Fangio said Lock's struggles — he has 10 interceptions over the last five games — aren't solely related to just mechanical issues or mental struggles.
"I think those two go hand in hand," Fangio said. "I don't think you can say one way or the other. If you're not seeing it right, usually your mechanics can suffer a little bit. We have to do a better job through all of this. All of our fingerprints are on the [bad] performance — us as coaches, players, everybody involved — and we have to do a good job of getting him dialed in and zeroed in a little bit better."
ESTABLISHING THE RUN
As the Broncos aim to get Lock and their offense back on track, they would be aided by a more consistent running game. The rushing attack was competent in the first half as Melvin Gordon III carried the ball nine times for 38 yards, and the team had good balance between the run and pass until the team's final drive of the half. Understandably, the team leaned heavily on the passing attack during its final drive inside of two minutes.
Denver ran just four plays in the third quarter — two passing, two rushing — and trailed by 14 points when they got the ball back late in the third quarter. They quickly fell behind by three scores as Lock was intercepted on the first play of the fourth quarter, which essentially ended Denver's chances of calling a balanced game.
Still, Fangio admitted the need to establish a strong running game.
"That would be a great help," Fangio said. "It would be. We were trying the run yesterday. It didn't always work out well and then we had the two-minute drive at the end of the half, so a good bit of that is throwing. Then we start off with a couple three-and-outs in the second half, and we ran it the first- and second-down plays and then after that we got behind. So, you're not going to get a lot of opportunities in the run game when you're behind, and we weren't getting a lot of opportunities early either because we weren't successful with it. So, no doubt that a better run game would help any quarterback."

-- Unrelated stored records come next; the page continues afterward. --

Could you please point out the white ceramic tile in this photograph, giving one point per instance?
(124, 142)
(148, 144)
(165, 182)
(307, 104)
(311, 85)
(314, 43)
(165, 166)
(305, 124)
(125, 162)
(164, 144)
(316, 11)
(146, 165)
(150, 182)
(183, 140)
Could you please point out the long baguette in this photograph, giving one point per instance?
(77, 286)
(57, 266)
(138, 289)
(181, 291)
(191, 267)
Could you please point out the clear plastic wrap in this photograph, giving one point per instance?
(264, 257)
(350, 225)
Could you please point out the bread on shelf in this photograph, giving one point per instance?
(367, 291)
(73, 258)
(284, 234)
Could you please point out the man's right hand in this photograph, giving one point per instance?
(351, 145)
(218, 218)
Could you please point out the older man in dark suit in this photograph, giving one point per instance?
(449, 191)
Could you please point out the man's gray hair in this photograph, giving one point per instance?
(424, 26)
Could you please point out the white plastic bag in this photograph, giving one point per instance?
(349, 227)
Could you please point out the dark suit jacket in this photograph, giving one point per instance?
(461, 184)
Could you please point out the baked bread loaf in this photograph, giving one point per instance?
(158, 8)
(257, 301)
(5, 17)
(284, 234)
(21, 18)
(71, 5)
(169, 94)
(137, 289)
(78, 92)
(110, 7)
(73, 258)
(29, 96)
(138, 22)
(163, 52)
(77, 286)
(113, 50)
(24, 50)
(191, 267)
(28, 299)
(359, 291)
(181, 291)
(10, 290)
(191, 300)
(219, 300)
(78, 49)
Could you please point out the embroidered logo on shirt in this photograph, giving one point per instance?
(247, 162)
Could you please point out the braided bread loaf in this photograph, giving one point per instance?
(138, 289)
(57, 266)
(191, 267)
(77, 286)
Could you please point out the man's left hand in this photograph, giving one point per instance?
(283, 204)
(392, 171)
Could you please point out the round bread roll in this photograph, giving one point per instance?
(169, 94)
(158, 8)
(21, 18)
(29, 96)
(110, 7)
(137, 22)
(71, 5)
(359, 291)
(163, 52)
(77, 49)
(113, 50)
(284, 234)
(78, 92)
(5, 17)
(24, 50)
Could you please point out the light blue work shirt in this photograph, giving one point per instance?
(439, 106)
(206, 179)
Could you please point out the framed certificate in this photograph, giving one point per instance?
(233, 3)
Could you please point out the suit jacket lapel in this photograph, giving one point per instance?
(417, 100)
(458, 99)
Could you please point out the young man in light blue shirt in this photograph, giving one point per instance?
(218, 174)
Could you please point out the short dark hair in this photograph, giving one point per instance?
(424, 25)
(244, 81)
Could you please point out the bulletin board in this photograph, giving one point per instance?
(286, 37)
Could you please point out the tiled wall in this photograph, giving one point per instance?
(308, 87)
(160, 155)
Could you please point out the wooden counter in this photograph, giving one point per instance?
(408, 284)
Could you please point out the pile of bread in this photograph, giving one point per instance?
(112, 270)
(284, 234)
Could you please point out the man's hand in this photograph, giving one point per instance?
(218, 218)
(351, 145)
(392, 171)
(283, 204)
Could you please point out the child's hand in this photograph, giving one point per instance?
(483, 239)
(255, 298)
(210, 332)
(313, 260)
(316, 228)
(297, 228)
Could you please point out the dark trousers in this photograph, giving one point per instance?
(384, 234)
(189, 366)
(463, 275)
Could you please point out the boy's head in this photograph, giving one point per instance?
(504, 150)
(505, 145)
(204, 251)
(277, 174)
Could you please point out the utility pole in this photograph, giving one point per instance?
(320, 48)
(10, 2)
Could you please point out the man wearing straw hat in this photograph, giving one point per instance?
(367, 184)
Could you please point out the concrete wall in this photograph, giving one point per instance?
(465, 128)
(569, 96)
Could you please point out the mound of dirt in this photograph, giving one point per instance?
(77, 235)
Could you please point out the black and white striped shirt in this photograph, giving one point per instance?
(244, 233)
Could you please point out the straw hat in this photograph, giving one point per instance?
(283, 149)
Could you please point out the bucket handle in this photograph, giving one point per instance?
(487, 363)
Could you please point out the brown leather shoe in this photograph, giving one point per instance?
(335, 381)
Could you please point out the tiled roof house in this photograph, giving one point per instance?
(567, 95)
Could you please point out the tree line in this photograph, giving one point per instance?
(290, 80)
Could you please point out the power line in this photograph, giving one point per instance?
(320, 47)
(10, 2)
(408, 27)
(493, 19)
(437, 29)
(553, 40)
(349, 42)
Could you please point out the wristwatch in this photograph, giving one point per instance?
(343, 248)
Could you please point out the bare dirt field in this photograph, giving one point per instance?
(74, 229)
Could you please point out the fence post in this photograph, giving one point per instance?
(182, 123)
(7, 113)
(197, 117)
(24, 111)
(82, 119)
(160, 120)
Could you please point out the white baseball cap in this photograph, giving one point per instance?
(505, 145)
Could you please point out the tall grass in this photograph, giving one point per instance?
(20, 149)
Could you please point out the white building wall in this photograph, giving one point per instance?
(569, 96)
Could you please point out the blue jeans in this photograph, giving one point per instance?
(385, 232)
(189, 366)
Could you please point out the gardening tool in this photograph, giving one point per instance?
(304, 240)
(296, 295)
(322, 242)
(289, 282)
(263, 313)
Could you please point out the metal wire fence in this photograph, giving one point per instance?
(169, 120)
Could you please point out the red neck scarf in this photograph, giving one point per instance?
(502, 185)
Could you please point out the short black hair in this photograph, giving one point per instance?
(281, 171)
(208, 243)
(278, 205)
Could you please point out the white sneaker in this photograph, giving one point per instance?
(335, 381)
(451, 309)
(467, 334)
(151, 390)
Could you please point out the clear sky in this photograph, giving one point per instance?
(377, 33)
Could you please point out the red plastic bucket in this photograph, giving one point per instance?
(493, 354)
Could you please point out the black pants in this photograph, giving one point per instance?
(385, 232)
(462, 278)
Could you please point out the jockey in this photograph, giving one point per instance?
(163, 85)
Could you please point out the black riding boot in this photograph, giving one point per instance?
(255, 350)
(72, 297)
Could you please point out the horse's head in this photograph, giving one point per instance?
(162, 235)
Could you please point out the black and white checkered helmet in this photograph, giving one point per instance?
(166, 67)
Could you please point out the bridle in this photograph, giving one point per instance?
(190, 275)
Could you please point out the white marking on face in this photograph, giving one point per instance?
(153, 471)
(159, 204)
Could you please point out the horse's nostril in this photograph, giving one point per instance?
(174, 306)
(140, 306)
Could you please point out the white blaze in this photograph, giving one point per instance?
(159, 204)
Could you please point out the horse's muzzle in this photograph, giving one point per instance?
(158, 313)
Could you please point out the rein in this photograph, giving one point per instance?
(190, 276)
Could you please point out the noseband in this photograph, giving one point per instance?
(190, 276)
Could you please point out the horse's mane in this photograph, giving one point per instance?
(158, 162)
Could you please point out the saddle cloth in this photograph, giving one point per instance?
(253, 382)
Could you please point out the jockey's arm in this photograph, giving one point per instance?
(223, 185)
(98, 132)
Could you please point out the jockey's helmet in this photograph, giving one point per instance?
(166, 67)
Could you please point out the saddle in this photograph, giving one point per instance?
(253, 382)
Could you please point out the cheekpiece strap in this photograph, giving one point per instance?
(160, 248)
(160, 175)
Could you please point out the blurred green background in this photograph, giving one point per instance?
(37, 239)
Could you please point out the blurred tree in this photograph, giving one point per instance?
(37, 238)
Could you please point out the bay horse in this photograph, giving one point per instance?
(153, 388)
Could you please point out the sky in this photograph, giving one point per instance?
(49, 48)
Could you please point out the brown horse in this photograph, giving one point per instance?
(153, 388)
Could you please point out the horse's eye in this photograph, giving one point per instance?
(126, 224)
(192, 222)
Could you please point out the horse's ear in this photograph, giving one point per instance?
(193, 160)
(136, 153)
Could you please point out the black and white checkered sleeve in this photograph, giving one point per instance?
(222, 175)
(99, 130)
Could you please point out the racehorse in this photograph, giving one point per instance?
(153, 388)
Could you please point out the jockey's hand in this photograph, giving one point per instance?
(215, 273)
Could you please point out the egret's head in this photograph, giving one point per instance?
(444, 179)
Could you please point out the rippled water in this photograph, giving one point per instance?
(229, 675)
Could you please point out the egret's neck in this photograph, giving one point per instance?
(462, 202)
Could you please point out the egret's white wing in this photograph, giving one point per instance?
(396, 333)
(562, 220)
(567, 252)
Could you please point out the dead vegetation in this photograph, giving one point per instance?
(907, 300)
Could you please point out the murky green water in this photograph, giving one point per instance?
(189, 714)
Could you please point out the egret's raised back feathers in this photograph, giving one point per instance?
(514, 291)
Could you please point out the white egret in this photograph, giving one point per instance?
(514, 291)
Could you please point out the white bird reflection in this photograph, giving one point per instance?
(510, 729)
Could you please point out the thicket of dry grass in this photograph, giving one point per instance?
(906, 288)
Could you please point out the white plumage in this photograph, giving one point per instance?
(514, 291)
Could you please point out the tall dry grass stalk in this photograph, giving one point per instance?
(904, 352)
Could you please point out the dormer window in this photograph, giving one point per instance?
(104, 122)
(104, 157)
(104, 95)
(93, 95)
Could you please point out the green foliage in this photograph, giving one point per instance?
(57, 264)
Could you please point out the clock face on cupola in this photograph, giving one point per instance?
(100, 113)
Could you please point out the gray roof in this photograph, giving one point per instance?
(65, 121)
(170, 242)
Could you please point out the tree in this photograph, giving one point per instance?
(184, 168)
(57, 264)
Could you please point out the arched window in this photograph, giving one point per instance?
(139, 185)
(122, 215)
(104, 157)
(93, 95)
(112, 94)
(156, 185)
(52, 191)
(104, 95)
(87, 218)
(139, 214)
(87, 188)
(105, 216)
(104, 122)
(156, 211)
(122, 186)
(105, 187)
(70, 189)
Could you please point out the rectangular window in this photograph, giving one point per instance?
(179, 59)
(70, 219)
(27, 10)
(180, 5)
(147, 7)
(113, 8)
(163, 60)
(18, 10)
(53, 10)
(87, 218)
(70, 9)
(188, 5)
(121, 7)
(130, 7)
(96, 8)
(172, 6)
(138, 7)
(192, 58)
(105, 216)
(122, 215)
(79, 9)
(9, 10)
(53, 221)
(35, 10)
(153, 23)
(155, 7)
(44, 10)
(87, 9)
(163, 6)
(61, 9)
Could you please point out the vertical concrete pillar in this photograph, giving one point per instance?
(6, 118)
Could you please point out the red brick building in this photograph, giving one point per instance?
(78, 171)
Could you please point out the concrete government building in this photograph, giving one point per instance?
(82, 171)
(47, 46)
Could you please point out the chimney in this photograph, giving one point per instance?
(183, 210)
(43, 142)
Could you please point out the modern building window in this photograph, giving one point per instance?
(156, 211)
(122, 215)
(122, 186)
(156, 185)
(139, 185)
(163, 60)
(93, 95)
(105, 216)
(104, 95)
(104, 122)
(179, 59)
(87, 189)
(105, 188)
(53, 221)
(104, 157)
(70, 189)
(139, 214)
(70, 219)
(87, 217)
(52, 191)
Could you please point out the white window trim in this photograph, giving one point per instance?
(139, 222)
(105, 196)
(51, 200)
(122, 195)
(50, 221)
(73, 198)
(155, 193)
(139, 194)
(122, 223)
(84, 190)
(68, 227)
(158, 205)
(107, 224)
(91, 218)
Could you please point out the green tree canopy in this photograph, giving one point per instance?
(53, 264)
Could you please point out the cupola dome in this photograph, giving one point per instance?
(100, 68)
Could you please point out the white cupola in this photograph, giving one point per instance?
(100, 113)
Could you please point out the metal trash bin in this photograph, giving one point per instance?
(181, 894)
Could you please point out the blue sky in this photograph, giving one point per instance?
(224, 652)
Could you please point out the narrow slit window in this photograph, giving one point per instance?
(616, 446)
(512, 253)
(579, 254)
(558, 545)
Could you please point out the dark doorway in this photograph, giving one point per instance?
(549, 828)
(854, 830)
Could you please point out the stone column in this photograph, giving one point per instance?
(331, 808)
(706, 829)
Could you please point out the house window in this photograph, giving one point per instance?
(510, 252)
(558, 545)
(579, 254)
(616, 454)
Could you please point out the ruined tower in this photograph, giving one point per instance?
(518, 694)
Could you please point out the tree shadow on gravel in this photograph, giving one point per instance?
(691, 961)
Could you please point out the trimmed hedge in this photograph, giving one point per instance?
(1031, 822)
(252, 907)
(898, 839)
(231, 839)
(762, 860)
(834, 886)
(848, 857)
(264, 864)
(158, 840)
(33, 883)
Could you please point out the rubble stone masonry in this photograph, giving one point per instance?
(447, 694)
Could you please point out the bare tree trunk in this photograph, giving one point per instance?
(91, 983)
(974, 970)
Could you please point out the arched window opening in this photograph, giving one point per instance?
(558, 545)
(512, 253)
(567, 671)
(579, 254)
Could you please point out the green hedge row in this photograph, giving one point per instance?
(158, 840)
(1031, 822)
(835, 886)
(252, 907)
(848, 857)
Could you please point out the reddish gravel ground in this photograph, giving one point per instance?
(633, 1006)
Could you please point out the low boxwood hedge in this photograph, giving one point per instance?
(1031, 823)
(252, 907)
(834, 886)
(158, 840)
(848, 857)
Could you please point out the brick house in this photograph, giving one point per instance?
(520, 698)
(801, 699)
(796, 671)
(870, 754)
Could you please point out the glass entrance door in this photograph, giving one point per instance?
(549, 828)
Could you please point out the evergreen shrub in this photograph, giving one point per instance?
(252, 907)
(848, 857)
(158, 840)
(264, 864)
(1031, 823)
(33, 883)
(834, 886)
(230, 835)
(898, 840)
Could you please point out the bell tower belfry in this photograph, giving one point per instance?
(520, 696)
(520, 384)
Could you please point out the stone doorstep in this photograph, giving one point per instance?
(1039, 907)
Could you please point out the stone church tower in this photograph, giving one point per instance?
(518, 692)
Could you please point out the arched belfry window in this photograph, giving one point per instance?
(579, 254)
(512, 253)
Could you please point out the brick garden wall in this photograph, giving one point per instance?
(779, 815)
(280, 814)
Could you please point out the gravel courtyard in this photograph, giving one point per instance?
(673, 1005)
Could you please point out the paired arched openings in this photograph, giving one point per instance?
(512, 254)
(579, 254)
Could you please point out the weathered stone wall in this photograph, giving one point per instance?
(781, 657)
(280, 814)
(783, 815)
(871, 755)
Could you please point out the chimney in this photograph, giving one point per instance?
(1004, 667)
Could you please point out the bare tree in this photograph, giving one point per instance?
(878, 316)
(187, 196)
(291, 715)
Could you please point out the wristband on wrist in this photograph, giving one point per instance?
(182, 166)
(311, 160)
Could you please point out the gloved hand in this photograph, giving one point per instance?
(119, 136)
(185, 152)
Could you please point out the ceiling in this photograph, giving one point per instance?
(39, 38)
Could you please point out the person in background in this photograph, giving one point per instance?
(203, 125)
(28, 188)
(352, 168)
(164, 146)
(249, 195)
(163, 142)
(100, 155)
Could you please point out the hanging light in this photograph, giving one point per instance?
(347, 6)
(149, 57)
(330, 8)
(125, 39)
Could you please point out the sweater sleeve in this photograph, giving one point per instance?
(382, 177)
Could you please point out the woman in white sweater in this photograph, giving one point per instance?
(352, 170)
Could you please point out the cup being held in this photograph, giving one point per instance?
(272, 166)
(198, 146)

On the first play of the second quarter, Josh Jacobs plowed ahead on a fourth-and-1 attempt from the Denver 30-yard line. Jacobs was stopped near the line to gain, but the Raiders were whistled for holding on the play. Fangio accepted the 10-yard penalty, which forced a Las Vegas punt. The Raiders downed the ball at the Denver 2-yard line, and the Broncos proceeded to go three-and-out.
On Monday, Fangio was asked whether he considered declining the penalty and challenging the spot of the ball, which would've given Denver the ball at its own 30-yard line.
"I was ready to challenge," Fangio said. "They spotted it as a first down. I was ready to challenge it because obviously if they didn't make it it'd be our ball there, and they wouldn't have the opportunity to punt. The guys in the box that were checking the replay said it was very indeterminate and gray whether we would win that challenge. We chose not to challenge, but that's what we were thinking."